The interindividual coefficient of variation (CV) was calculated as the standard deviation divided by the mean for absolute values of power, heart rate, and oxygen uptake of the given Z2 demarcations [71]. For Fat_Max, a robust version of CV (based on robust MAD) was calculated according to Arachchige et al. [72]. Bland–Altman plots were used to assess agreement, with bias and limits of agreement calculated as the difference between Z2 demarcations and their average [73].

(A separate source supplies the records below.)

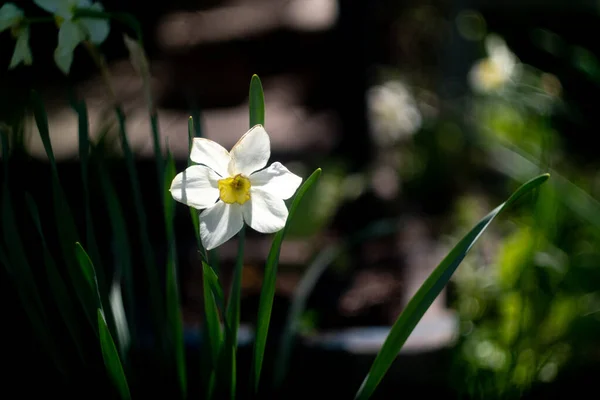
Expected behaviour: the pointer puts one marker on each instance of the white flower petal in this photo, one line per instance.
(22, 51)
(277, 180)
(196, 187)
(50, 5)
(220, 223)
(9, 15)
(264, 212)
(97, 29)
(69, 36)
(211, 154)
(251, 152)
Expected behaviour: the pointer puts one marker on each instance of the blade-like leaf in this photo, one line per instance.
(257, 102)
(215, 335)
(193, 212)
(89, 273)
(174, 317)
(111, 358)
(156, 295)
(84, 148)
(122, 253)
(59, 289)
(232, 320)
(431, 288)
(67, 231)
(267, 293)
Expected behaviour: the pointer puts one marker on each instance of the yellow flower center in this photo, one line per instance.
(235, 189)
(491, 74)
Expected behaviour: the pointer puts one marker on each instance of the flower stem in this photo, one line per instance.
(100, 62)
(233, 313)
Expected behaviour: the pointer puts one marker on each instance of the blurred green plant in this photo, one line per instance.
(98, 304)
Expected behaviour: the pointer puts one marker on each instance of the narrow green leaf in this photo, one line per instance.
(41, 120)
(84, 148)
(122, 256)
(257, 102)
(431, 288)
(111, 358)
(158, 157)
(156, 295)
(308, 282)
(267, 293)
(215, 334)
(174, 317)
(67, 231)
(16, 264)
(89, 273)
(232, 320)
(59, 289)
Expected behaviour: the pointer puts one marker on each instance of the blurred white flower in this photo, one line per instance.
(233, 187)
(12, 17)
(392, 112)
(498, 68)
(73, 31)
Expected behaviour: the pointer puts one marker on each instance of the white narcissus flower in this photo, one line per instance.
(233, 187)
(393, 113)
(498, 68)
(73, 31)
(11, 17)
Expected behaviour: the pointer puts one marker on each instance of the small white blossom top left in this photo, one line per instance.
(73, 31)
(12, 17)
(234, 187)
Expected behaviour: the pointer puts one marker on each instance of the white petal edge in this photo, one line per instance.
(264, 212)
(69, 36)
(220, 223)
(276, 180)
(97, 28)
(251, 152)
(9, 16)
(211, 154)
(196, 187)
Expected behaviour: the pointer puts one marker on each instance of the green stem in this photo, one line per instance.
(233, 312)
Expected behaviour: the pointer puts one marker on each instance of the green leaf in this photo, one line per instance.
(89, 273)
(67, 231)
(232, 320)
(122, 256)
(215, 334)
(111, 358)
(267, 293)
(257, 102)
(310, 278)
(174, 317)
(431, 288)
(84, 148)
(155, 292)
(59, 289)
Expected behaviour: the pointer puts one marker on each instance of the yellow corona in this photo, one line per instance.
(235, 189)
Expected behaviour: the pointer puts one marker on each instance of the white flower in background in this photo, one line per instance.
(393, 113)
(498, 68)
(12, 17)
(233, 187)
(73, 31)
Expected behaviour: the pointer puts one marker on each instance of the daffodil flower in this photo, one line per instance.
(12, 17)
(235, 187)
(73, 31)
(498, 68)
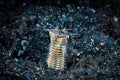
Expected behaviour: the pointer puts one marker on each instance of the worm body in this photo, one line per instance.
(57, 50)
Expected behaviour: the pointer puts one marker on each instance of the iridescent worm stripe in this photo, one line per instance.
(57, 51)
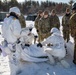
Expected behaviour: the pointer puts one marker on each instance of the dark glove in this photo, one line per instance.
(39, 45)
(0, 50)
(27, 45)
(35, 36)
(30, 29)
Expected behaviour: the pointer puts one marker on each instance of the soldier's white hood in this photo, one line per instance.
(55, 31)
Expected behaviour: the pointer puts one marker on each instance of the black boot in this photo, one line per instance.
(39, 45)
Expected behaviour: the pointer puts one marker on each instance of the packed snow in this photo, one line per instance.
(42, 68)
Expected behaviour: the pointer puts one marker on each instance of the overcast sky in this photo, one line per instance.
(65, 1)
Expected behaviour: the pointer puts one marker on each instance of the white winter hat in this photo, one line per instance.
(54, 30)
(15, 10)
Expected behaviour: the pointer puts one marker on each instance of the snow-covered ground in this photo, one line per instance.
(43, 68)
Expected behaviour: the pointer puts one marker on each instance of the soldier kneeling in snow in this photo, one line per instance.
(56, 49)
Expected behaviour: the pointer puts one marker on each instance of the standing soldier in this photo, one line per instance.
(44, 26)
(39, 15)
(22, 21)
(54, 19)
(73, 30)
(65, 24)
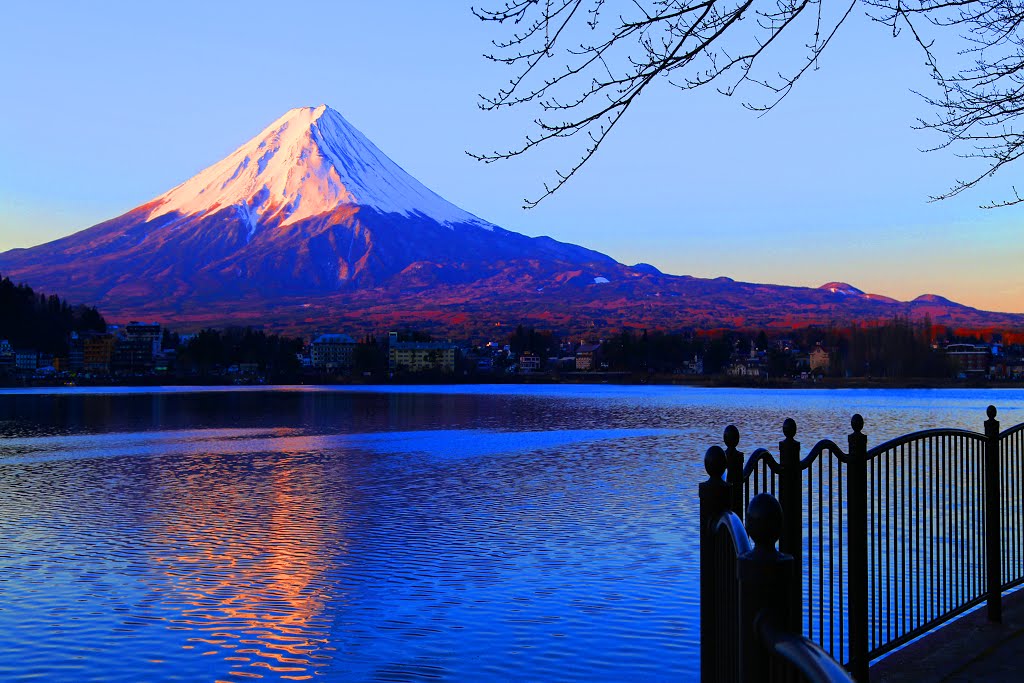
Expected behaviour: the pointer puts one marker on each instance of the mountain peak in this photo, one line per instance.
(842, 288)
(308, 162)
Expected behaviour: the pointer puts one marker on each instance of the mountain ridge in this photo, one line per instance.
(308, 224)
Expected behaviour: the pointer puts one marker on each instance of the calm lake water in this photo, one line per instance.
(387, 534)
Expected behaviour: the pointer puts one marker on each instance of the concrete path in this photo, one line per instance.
(969, 649)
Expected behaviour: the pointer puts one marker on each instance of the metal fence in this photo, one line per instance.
(745, 624)
(891, 542)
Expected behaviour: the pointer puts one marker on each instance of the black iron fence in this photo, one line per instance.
(747, 621)
(889, 542)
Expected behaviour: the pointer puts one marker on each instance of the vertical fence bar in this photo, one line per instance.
(992, 531)
(856, 501)
(714, 501)
(734, 470)
(790, 497)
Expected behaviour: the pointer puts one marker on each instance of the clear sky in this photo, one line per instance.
(104, 105)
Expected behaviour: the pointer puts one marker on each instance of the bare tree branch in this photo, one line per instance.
(583, 68)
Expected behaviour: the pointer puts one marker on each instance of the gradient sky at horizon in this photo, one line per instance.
(107, 105)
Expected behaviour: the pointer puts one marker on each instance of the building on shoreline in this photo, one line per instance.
(420, 356)
(333, 353)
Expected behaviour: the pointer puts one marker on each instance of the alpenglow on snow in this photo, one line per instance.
(306, 163)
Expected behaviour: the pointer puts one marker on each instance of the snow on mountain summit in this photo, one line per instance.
(307, 163)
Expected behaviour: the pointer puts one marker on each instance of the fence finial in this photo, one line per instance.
(731, 436)
(715, 462)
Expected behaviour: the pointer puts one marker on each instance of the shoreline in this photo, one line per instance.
(624, 379)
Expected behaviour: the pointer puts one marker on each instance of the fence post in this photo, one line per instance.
(734, 470)
(714, 501)
(856, 502)
(992, 529)
(790, 497)
(765, 579)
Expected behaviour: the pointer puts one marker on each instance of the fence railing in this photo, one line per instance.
(889, 542)
(745, 619)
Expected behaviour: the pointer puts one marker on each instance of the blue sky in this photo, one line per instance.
(104, 105)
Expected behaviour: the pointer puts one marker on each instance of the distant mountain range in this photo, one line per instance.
(309, 225)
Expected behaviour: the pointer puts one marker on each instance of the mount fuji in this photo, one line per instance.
(310, 225)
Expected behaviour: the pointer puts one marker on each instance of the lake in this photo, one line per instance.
(381, 534)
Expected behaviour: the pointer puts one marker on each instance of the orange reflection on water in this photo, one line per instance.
(244, 553)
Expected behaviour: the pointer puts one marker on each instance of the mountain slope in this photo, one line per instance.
(309, 224)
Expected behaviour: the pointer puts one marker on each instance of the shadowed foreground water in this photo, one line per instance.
(428, 534)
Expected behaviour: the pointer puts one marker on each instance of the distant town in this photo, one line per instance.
(146, 353)
(46, 341)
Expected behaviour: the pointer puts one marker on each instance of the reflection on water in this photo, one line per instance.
(531, 534)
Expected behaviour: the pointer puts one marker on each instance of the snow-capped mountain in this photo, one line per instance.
(307, 163)
(309, 225)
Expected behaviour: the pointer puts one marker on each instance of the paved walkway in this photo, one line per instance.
(969, 649)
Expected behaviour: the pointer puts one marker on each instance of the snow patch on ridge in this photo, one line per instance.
(308, 162)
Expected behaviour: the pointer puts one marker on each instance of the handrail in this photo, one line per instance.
(803, 654)
(752, 462)
(819, 447)
(925, 433)
(734, 527)
(1011, 430)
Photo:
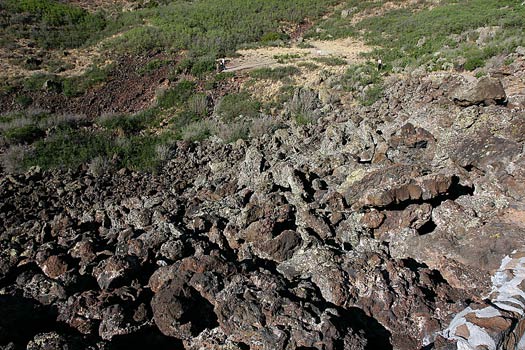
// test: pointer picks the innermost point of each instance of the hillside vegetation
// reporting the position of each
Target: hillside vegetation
(184, 39)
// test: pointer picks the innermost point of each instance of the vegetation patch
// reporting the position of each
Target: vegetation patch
(51, 24)
(365, 82)
(436, 37)
(234, 105)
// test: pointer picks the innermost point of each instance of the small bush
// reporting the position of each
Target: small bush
(264, 125)
(98, 166)
(36, 81)
(12, 159)
(198, 104)
(152, 66)
(234, 105)
(273, 36)
(303, 106)
(25, 134)
(286, 57)
(202, 66)
(233, 131)
(181, 120)
(197, 131)
(128, 124)
(24, 101)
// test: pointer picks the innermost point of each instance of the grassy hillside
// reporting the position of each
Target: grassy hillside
(435, 36)
(189, 35)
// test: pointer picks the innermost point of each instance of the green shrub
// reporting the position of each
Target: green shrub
(197, 131)
(233, 131)
(410, 37)
(286, 57)
(25, 134)
(233, 105)
(24, 101)
(273, 36)
(303, 106)
(177, 95)
(152, 66)
(365, 82)
(69, 148)
(181, 120)
(57, 25)
(129, 124)
(202, 66)
(198, 104)
(35, 82)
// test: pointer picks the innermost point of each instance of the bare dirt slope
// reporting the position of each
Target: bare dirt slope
(348, 49)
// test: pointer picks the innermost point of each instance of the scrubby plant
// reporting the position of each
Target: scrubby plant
(24, 134)
(12, 158)
(303, 106)
(365, 82)
(265, 125)
(198, 104)
(234, 105)
(24, 100)
(233, 131)
(197, 131)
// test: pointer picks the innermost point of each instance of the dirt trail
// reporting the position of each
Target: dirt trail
(348, 49)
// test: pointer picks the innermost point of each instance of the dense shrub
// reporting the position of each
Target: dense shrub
(234, 105)
(55, 24)
(24, 134)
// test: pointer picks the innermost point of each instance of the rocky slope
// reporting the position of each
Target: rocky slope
(371, 229)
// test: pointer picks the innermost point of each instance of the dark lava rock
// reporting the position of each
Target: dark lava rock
(180, 311)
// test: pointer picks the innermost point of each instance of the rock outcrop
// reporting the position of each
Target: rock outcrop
(376, 228)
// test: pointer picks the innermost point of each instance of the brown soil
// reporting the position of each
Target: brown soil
(416, 5)
(348, 49)
(125, 91)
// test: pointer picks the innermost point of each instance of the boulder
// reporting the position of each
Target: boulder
(485, 91)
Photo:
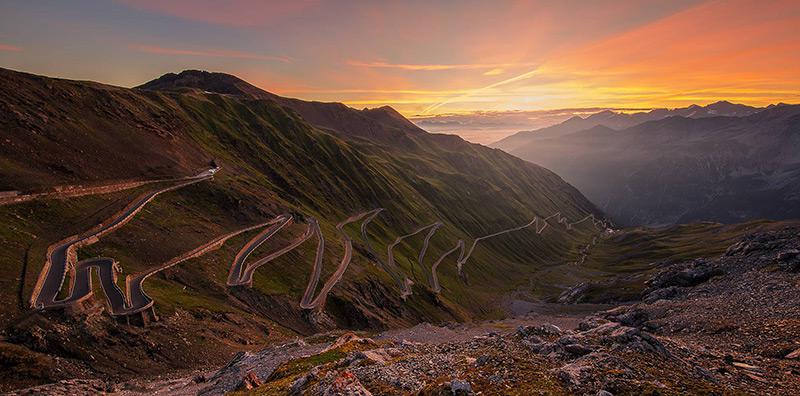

Differences between males and females were analyzed by independent sample Student's t-tests.

3. Results

The mean values, standard deviations, and CV for each variable reflecting Z2 in relation to the peak oxygen uptake, peak heart rate, and PPO are summarized in Table 2. The CVs ranged from 6% to 29% with HR_72%, HR_82%, and BLa_2.5 displaying the lowest variation, while power output at BLa_1.5 exhibited the highest CV.

Table 2.

Oxygen uptake, heart rate, and power output as mean ± SD, % of maximal respective value, and coefficient of interindividual variation for different Zone 2 demarcations.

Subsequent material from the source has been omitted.